The village of Courmayeur at the foot of Mont Blanc looks like it’s come straight out of a fairy  tale – the good type, when the Brothers Grimm were on their meds – but it was also a little intimidating. It wasn’t just the towering mountains that blocked every horizon, it was the other runners who had come to the cradle of ‘sky running’ – trail ultramarathons at altitude – for the Tor Des Geants. The vast bulk were grizzled Europeans who had mucked about running, climbing, skiing mountains for so long that they looked like they were carved out of rock. I felt like I didn’t belong, but then I remembered I felt that way my first time at a national powerlifting comp – me, who was a 51kg uni student who disappeared if I turned side-on. So on the back of my hand I wrote a reminder: “YOU TRAINED FOR THIS.”

A few years back, I hobbled home from the Commonwealth Powerlifting Championships with a gold medal in my pocket and a Commonwealth open bench press record in my name. Mission accomplished – but hamstring tendons torn.

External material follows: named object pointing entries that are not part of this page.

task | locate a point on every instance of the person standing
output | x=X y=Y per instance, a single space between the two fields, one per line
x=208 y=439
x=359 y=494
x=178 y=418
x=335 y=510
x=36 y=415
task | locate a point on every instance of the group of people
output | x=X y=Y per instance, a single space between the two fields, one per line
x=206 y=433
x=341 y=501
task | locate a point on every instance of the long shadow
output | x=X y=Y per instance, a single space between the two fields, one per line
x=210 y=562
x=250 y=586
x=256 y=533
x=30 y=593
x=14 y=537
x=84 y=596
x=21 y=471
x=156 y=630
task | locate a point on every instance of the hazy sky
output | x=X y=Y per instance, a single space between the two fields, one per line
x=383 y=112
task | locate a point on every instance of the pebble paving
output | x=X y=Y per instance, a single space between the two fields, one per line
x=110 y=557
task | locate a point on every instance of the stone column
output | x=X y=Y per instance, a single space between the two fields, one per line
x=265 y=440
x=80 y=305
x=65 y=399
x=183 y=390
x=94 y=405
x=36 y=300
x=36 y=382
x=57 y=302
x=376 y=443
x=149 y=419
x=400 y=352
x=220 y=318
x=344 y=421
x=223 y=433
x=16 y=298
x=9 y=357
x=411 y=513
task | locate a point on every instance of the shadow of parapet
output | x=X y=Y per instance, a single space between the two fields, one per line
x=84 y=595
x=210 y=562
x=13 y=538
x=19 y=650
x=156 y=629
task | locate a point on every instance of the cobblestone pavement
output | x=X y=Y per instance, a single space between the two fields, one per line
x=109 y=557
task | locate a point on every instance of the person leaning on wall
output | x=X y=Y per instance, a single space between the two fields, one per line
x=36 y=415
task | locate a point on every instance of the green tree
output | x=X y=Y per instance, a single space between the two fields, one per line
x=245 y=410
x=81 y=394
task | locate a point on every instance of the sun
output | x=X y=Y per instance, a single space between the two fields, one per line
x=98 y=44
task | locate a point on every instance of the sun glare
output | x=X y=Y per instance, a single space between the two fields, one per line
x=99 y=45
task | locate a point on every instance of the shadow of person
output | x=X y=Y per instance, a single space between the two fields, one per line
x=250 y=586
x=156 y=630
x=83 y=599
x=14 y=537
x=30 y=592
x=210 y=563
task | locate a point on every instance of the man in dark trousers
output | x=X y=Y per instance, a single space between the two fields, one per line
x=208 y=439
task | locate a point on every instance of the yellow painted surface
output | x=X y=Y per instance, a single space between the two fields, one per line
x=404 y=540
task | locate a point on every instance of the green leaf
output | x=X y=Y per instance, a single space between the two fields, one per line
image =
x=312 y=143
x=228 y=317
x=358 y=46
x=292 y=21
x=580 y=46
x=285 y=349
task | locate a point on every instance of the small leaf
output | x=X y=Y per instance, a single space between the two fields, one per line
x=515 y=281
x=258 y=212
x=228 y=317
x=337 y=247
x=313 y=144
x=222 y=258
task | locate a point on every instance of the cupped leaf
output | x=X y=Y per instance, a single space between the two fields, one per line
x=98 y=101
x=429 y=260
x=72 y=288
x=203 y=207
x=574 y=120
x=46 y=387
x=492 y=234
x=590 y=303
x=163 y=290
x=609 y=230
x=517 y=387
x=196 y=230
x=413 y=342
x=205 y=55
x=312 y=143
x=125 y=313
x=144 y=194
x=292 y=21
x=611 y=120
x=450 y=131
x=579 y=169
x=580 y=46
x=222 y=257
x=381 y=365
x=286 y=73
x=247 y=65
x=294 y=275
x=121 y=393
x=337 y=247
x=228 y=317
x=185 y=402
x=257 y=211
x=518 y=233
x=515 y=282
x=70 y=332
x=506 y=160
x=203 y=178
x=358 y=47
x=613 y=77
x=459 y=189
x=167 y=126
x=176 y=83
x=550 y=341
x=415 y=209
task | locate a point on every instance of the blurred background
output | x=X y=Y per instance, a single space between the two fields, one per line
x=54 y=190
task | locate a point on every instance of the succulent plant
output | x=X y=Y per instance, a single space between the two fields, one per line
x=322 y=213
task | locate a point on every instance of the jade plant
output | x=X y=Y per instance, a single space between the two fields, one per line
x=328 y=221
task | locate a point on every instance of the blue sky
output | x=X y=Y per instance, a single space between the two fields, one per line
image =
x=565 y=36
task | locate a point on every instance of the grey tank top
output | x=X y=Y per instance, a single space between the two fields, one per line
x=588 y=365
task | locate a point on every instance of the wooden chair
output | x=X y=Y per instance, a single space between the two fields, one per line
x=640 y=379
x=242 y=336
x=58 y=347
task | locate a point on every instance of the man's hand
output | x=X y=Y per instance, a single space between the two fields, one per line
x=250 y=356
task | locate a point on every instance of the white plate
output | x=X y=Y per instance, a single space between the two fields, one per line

The hamstring troubles began at least a couple months beforehand, but it had been hard to tell ‘standard’ five-day-a-week strength training soreness from an injury that creeps up like a ghost – a ghost I didn’t want to believe was real.

Seven months of different treatments brought little improvement and I became more depressed. Would my legs would ever heal? Then one day it hit me – I could live without ever doing another squat or deadlift in my life, but I needed to be able to run again. As often occurs in life, when someone is taken away from you, that’s when you want it the most.

To tell the truth, I was bored with powerlifting. I had travelled across the world just to lift the standard set of weights on a standard platform in some room or other. Running was different. Running can take you places that there is no other way to access – deep forest, remote beaches, from the tops of mountains to the bottom of the Grand Canyon. There was a whole world outside the weights rooms still to explore.

A course of PRP (platelet-rich plasma) injections eventually helped my hamstrings heal and I could run again – but strength is addictive, especially if you’re a small guy. I couldn’t get taller and I struggled to get bigger, but it felt good to outlift most guys in any gym.

ultra runner

I ran, but I made a return to powerlifting, just to prove that I could. I competed in Strongman, then trained to run from the top of the Grand Canyon to the bottom and back up with my wife. Then it was back to Strongman, then a tough 100km bush trail race, and back to Strongman once more.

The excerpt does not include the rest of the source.